The information in this article applies to:

Microsoft Windows NT Server version 4.0
Microsoft Windows NT Workstation version 4.0
Microsoft Windows 2000 Advanced Server
Microsoft Windows 2000 Server
Microsoft Windows 2000 Professional

SUMMARY

A multithreaded application may need to terminate long running threads. This should be done by using application constructs to allow for graceful termination.

Threads that are waiting on kernel-mode objects can be stopped only by using the TerminateThread function. This is the only function that satisfies any wait condition for the thread. Because the terminated thread is not allowed any clean up, the TerminateThread function should be used only when there is no other alternative.

The best alternative is to plan out a strategy such that wait conditions can be ended. This can be accomplished by using extra synchronization objects that are used to exit the wait condition, or by only using alertable waits and user-mode asynchronous procedure calls (APCs).

MORE INFORMATION

Application constructs for terminating a thread could include suspending the thread execution and changing its thread context to a clean-up routine, and then resuming the thread. The clean-up routine could do some clean up and cause termination of the thread. Another approach is to induce an exception to occur and have a high-level exception handler clean up. This approach is discussed in part in a Win32 Q&A article by Jeffrey Richter in the Microsoft System Journal, March, 1996.

The disadvantage of any schemes that depend on suspending thread execution and changing the thread context is that the new thread context does not take effect until the thread is scheduled to be run. This means that if the thread is in a wait condition for a kernel-mode synchronization object, such as an event, mutex, socket, file object, process object, thread object, and soon, it will not change to the new thread context until the wait condition has been satisfied.

Threads can be terminated at any time even while waiting in kernel mode by using the TerminateThread function.
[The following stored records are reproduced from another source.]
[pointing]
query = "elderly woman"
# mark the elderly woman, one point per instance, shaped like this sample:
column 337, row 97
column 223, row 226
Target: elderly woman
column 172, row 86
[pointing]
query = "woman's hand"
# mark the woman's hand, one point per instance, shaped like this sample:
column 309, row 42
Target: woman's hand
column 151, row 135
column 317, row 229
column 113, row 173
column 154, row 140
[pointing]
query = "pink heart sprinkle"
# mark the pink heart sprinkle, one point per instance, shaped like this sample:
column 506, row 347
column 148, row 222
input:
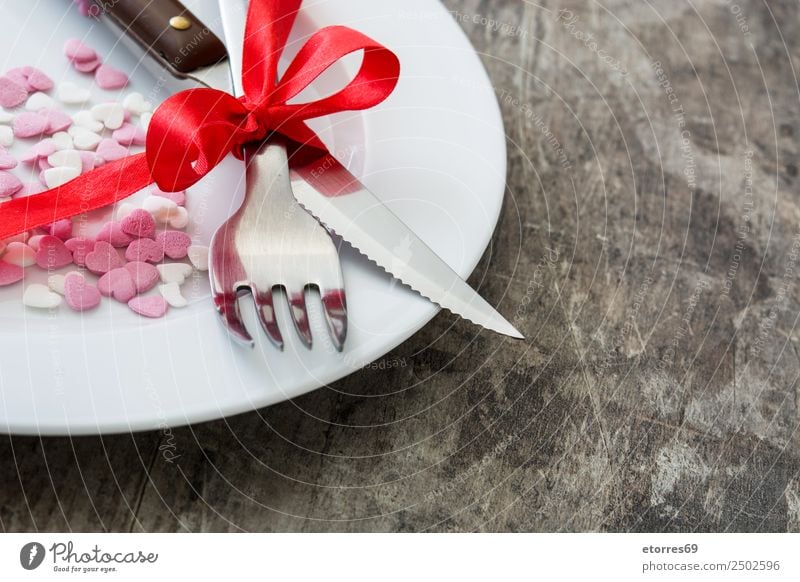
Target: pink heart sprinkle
column 129, row 135
column 52, row 253
column 80, row 295
column 153, row 306
column 78, row 51
column 109, row 78
column 29, row 124
column 112, row 233
column 10, row 274
column 139, row 223
column 118, row 284
column 144, row 249
column 61, row 229
column 38, row 81
column 144, row 275
column 7, row 162
column 178, row 198
column 11, row 93
column 110, row 150
column 43, row 149
column 9, row 185
column 103, row 258
column 80, row 247
column 87, row 66
column 56, row 120
column 175, row 243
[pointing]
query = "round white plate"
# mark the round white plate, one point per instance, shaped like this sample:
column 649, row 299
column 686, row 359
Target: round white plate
column 434, row 151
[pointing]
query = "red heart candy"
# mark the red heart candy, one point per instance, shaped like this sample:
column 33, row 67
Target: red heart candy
column 118, row 284
column 103, row 258
column 52, row 253
column 145, row 250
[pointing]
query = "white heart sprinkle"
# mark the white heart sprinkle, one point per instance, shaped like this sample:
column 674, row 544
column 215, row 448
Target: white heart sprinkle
column 55, row 177
column 68, row 158
column 40, row 296
column 112, row 115
column 83, row 139
column 198, row 255
column 179, row 218
column 39, row 101
column 85, row 120
column 20, row 254
column 62, row 140
column 172, row 294
column 136, row 104
column 174, row 272
column 6, row 136
column 71, row 94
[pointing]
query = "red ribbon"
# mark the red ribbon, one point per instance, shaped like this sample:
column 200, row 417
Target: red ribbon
column 192, row 131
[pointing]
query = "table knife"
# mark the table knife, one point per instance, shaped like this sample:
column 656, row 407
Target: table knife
column 324, row 187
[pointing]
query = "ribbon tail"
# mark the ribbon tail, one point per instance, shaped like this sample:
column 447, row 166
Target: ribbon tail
column 96, row 189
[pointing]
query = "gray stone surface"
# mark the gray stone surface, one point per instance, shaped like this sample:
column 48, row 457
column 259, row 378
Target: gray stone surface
column 647, row 255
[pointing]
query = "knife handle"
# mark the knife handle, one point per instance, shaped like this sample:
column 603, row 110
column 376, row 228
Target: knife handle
column 167, row 29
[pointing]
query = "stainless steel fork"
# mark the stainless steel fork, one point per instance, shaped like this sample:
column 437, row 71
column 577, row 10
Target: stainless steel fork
column 271, row 243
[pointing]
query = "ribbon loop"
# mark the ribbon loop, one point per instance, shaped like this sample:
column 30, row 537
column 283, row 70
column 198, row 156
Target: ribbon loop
column 192, row 131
The TerminateThread function causes an APC to be queued for that thread (similar to the other schemes already discussed) and then forces any and all wait conditions for that thread to be satisfied. Satisfying all wait condition causes the thread to become ready to run. At the appropriate time, the schedule picks the thread to be scheduled for execution.

Because the thread has a queued APC as soon as the thread is scheduled to run, this APC is dequeued and executed first. In that case, the APC runs the ExitThread function on that thread. This causes the thread to stop execution.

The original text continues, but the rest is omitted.